The Washington Supreme Court on Thursday unanimously upheld a five-year prison sentence for a Spokane man who stole $15 worth of food from a Spokane grocery store and then repeatedly punched a security guard who confronted him in the parking lot.
In its 9-0 opinion, the court ruled that the state’s theft law was drafted in a manner that included the behavior of Lance Thomason, 35, on September 5, 2018, when a security guard stopped him at the gate of the North Foothills. Yoke’s Fresh Market with the food stuffed in his pants. But a court chief justice agreed said the law, and the resulting 63-month sentence, “reflect deep-seated problems with our sentencing systems”.
The Spokane County District Attorney’s Office initially requested a first-degree larceny charge against Thomason. According to court records, Thomason entered the store around 4:30 p.m. and grabbed $14.98 worth of hamburgers, hot dogs and cheese, then walked out the front door without paying.
A security guard stopped Thomason in the parking lot, where the two struggled. Thomason was charged with throwing four to five punches in the incident, several of which struck the officer on the left side of his face. Thomason then fled to his nearby house.
The court filing indicates that a warrant for Thomason’s arrest was not issued until January 2019, following a similar incident at the Yoke supermarket. During this incident, Thomason attempted to steal a box of donuts. He punched another security guard in the eye and kicked a third in the stomach before being arrested.

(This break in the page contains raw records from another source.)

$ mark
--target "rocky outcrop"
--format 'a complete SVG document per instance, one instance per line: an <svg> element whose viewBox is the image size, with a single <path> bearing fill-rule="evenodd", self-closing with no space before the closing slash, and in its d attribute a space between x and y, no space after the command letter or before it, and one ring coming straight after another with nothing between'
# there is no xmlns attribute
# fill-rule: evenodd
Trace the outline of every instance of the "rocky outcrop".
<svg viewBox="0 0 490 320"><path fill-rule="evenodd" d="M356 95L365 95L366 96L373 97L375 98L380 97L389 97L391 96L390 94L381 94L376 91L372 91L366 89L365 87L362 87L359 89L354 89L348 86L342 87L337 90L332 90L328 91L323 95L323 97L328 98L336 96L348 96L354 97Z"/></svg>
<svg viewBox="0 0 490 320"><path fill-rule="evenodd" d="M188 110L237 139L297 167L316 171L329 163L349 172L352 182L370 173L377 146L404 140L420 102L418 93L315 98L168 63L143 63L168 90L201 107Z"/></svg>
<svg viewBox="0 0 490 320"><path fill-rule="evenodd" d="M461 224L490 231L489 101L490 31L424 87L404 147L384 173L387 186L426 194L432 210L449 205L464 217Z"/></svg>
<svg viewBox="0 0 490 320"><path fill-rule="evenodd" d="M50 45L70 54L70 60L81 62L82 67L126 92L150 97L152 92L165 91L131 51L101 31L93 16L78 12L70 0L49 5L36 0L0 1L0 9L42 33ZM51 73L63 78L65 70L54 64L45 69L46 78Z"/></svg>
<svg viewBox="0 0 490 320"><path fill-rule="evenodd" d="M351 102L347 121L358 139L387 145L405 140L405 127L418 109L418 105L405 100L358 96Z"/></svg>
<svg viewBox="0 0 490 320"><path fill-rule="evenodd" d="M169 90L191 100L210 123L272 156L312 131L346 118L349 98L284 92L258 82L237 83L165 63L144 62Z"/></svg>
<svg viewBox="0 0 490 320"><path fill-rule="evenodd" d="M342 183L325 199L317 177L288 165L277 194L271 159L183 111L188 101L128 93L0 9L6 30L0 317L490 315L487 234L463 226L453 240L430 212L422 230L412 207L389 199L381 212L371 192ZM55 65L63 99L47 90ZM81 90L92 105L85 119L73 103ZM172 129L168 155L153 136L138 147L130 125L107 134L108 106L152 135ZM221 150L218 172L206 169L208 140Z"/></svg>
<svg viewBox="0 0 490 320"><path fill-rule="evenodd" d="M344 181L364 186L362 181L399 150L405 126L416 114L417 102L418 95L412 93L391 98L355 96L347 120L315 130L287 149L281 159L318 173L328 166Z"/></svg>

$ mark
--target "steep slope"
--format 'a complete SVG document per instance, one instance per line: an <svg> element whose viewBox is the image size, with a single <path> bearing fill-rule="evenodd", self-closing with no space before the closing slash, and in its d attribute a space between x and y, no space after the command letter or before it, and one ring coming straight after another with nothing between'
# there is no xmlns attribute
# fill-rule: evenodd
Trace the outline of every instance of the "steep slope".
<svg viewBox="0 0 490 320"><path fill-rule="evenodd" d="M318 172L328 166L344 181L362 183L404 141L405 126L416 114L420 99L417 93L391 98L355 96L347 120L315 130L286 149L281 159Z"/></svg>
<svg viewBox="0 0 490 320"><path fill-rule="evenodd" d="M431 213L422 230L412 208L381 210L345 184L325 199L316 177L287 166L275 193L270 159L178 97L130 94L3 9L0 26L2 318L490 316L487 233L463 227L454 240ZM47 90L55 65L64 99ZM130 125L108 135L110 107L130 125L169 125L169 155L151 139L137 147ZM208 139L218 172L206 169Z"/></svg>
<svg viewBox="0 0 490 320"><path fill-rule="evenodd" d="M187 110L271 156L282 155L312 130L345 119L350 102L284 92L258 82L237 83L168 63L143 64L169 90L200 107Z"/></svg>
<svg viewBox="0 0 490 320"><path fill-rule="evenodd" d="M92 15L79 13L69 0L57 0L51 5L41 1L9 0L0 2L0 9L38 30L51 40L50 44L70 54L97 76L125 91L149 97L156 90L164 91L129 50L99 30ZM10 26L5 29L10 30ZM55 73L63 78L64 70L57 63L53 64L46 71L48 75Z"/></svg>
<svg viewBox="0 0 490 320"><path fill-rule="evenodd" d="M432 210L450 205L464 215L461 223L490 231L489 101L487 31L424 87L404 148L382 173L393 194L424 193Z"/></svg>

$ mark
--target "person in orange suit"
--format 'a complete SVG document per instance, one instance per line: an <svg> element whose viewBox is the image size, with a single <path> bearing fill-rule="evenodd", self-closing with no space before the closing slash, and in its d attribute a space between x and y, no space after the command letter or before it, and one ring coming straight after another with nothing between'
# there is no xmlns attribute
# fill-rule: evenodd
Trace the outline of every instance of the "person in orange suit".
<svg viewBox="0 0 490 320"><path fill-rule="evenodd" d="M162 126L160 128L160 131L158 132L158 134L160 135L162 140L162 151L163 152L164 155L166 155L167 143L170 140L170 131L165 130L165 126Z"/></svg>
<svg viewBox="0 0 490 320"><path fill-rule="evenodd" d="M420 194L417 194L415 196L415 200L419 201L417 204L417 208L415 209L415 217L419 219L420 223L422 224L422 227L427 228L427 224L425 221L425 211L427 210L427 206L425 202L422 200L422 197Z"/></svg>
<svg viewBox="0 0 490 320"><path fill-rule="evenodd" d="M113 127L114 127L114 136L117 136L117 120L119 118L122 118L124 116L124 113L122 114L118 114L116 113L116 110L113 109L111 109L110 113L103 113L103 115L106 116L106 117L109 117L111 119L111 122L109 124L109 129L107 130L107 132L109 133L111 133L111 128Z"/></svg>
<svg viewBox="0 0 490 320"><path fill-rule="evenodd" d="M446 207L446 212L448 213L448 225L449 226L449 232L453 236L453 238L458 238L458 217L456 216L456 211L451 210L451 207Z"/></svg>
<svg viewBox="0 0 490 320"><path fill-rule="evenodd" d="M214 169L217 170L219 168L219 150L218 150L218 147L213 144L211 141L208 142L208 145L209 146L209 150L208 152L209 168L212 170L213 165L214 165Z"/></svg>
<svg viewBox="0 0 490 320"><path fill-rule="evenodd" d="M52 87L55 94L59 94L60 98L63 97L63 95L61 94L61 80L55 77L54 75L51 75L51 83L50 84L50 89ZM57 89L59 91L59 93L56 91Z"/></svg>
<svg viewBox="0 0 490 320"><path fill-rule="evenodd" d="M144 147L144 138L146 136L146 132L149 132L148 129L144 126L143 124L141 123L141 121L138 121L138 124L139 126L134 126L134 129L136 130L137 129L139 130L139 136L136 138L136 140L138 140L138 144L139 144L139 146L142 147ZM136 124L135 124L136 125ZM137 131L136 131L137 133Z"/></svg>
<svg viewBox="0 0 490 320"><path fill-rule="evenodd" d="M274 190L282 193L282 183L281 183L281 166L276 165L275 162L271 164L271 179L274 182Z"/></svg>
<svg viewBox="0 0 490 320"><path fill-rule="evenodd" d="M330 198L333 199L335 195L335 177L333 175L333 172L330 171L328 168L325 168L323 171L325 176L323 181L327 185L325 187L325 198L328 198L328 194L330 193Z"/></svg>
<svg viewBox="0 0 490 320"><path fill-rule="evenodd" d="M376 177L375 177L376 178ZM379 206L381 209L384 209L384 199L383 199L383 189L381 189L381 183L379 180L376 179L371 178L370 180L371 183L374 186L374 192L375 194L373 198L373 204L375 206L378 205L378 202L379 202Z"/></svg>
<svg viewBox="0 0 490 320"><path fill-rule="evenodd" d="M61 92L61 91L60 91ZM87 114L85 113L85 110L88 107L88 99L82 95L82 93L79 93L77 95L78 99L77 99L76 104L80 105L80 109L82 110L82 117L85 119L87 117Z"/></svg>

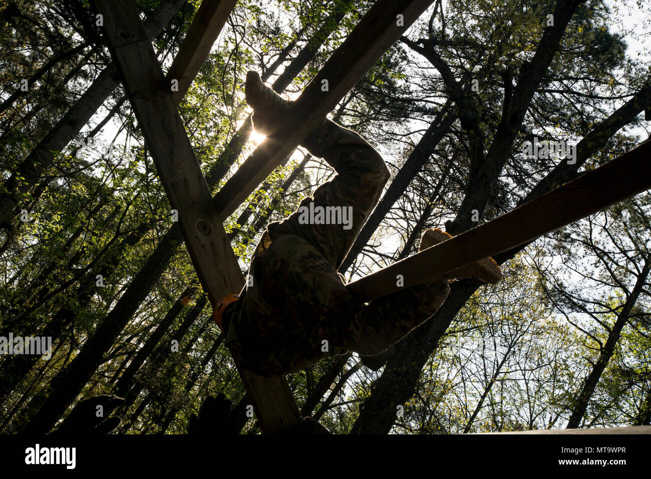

Thomason was first brought to trial in the September 2018 incident, where a jury found him guilty of second-degree robbery. The charge had been downgraded by the prosecution before the trial. To be guilty of this charge, a defendant must have taken something by “use of the threat of immediate use of force, violence or fear of injury” and “the degree of force is immaterial” .
Spokane County Superior Court Judge Michael Price said before handing down the 63-month sentence, which was at the lower end of a legally established guideline range, that she appeared to be “a glorified shoplifting charge” and said that “I don’t have a lot of discretion here. Thomason seized on that statement by appealing the case to the Court of Appeals and later to the Supreme Court, arguing that the relatively low value of the food and the “minor force” should allow the judge to impose a lower sentence.
Prosecutors, meanwhile, pointed out that Thomason was convicted of eight crimes, including armed robbery when he was 17 and pointed a gun at a woman in the Logan neighborhood, demanding money , DVDs and speakers. He was eventually sentenced to 12 years in prison for this charge. Prosecutors also disputed that the force was “minor”.
“There were injuries, albeit minor ones, and there was sufficient evidence, sufficient probable cause, to bring a first-degree robbery charge against Mr. Thomason,” said Alexis Lundgren, assistant county prosecutor. Spokane, during oral argument in the state Supreme Court. in January.
The court sided with prosecutors, finding that Thomason had not raised any issues with the judge that would warrant a lesser criminal sentence. But Chief Justice Steven Gonzalez, drafting an agreement, said he was concerned about the court’s interpretation of the law that continues to cause disproportionate sentences for people of color and poor defendants, particularly the law that sets standard guidelines for sentencing in courts.
“Although, perhaps, (this law) limits some judicial discrimination and favoritism in sentencing, it does so at the cost of preventing judges from avoiding imposing a sentence motivated by the inherent injustices in the criminal justice system, no matter how obvious those injustices might be,” Gonzalez wrote.
It was this argument that caught the attention of Camerina Zorrozua, a local defense attorney and co-founder of Way to Justice, a nonprofit representing defendants and pushing for justice reforms. Zorrozua wrote a brief with the American Civil Liberties Union of Washington arguing to overturn Thomason’s sentence.
“The Thomason case is just one more example of how we misuse criminal security money to address poverty issues,” Zorrozua said, referring to both the City of Spokane sit-and-lie ordinance and state drug possession. law, since overturned, that criminalized possession even if the person did not know they had the drug.
Two days after being convicted of the second-degree robbery charge, Thomason pleaded guilty to criminal mischief in the January 2019 incident at Yoke’s. He received a 352-day sentence with credit for time served up to that point.
Thomason is in custody at the Coyote Ridge Corrections Center in Connell, where he is serving time for the theft.